Ronnie Carroll doesn’t have a problem with Danville starting a new cigarette tax of 30 cents per pack. But Carroll, the owner/operator of 86 Convenience Market in Caswell County, N.C., may have made the one argument that will scare Danville City Council enough to drop the idea.
“Virginia always had the advantage with gas, alcohol and cigarette prices and lower sales tax,” Carroll said. “It may prevent some of my customers from going to Virginia if my prices are more in line.”
North Carolina has a 45-cents per pack cigarette tax, compared to Virginia’s 30 cents tax. Danville’s proposed 30-cents tax would mean that a pack of cigarettes sold within the city limits would have a total state and local sales tax bite of 60 cents — 15 cents more than North Carolina and 30 cents more than Pittsylvania County.
Part of Danville’s long-range economic plan is to be a stronger retail hub for the surrounding communities. If comments like Carroll’s don’t worry the members of Danville City Council, what will?
How about this from Jerry Wegger, the director of sales for the Pennsylvania-headquartered Sheetz: “It was a bad mistake for us to build in cities; we should have built outside of every city.”
Wegger went on to say that, “Cigarette smokers don’t stop smoking — they just go outside the city limits to buy them.”
Not all of them, of course. And not every time, either. But for a city government that has tried to become the retail hub of the Dan River Region, does it really make sense to give one group of shoppers — in this case, cigarette smokers — a reason to change their buying habits?
A similar argument has long been made about Pittsylvania County’s alcohol sales laws. In most of the county, people can’t buy beer on Sunday or a mixed drink any day of the week. Merchants and restaurant owners have long believed that put them at a competitive disadvantage. The argument against the city establishing a cigarette tax is much the same: Smokers will still smoke, but some will simply buy their cigarettes in one of the surrounding communities.
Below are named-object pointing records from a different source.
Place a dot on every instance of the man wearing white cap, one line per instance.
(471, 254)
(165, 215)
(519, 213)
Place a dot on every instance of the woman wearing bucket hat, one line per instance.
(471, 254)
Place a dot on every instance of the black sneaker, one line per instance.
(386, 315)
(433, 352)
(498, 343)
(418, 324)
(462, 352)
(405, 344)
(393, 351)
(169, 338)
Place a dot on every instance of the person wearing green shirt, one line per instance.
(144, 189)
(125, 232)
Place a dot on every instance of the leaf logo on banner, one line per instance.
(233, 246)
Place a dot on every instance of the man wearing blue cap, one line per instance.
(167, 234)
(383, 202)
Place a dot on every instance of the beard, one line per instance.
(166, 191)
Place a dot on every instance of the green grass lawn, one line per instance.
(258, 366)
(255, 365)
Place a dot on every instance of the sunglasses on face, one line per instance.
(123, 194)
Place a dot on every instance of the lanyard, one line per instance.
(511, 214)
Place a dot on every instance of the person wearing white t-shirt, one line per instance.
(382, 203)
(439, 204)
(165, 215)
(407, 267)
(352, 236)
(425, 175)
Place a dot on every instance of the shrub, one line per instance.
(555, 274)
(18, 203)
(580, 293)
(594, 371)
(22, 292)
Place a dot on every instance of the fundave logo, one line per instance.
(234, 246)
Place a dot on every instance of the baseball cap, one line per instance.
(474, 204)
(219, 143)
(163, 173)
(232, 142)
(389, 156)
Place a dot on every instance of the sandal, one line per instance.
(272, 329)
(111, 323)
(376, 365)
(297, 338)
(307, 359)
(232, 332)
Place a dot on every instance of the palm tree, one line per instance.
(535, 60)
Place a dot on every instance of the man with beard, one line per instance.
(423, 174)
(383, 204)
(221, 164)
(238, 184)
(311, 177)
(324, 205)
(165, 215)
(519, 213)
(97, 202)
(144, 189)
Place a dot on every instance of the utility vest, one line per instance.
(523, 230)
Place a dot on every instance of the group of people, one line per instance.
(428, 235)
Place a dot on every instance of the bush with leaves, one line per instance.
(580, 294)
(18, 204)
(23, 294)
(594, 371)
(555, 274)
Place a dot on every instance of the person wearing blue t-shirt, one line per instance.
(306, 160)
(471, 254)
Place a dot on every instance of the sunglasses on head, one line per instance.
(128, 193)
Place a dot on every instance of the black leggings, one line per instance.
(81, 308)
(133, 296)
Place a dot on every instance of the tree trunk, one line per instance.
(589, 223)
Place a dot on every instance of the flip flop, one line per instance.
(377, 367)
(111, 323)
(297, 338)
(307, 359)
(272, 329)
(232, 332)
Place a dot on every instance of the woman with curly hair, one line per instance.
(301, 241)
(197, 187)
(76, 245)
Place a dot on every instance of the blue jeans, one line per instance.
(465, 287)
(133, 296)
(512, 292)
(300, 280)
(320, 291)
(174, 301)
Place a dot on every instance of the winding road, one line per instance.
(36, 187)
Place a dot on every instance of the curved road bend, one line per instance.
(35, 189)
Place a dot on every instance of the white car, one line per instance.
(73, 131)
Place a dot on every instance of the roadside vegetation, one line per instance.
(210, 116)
“Forty-three percent of a typical convenience store’s sales is cigarettes,” Wegger said. “This will put some of them out of business.”
The retail sales argument against the cigarette tax could be made in any community. But in the Dan River Region — home to tobacco farms and warehouses — the idea of taxing cigarettes has always been considered politically impossible — until now.
“Tobacco has always been a mainstay for Southside Virginia,” Axton tobacco farmer Darrell Jackson said. “You talk about stabbing the local farmers in the back. I don’t see how anybody in Danville city, especially who come from a farming background, can stand for that.”
They can’t, and they won’t. Danvillians don’t want any tax increases this year. Their leaders ignore that sentiment at their political peril.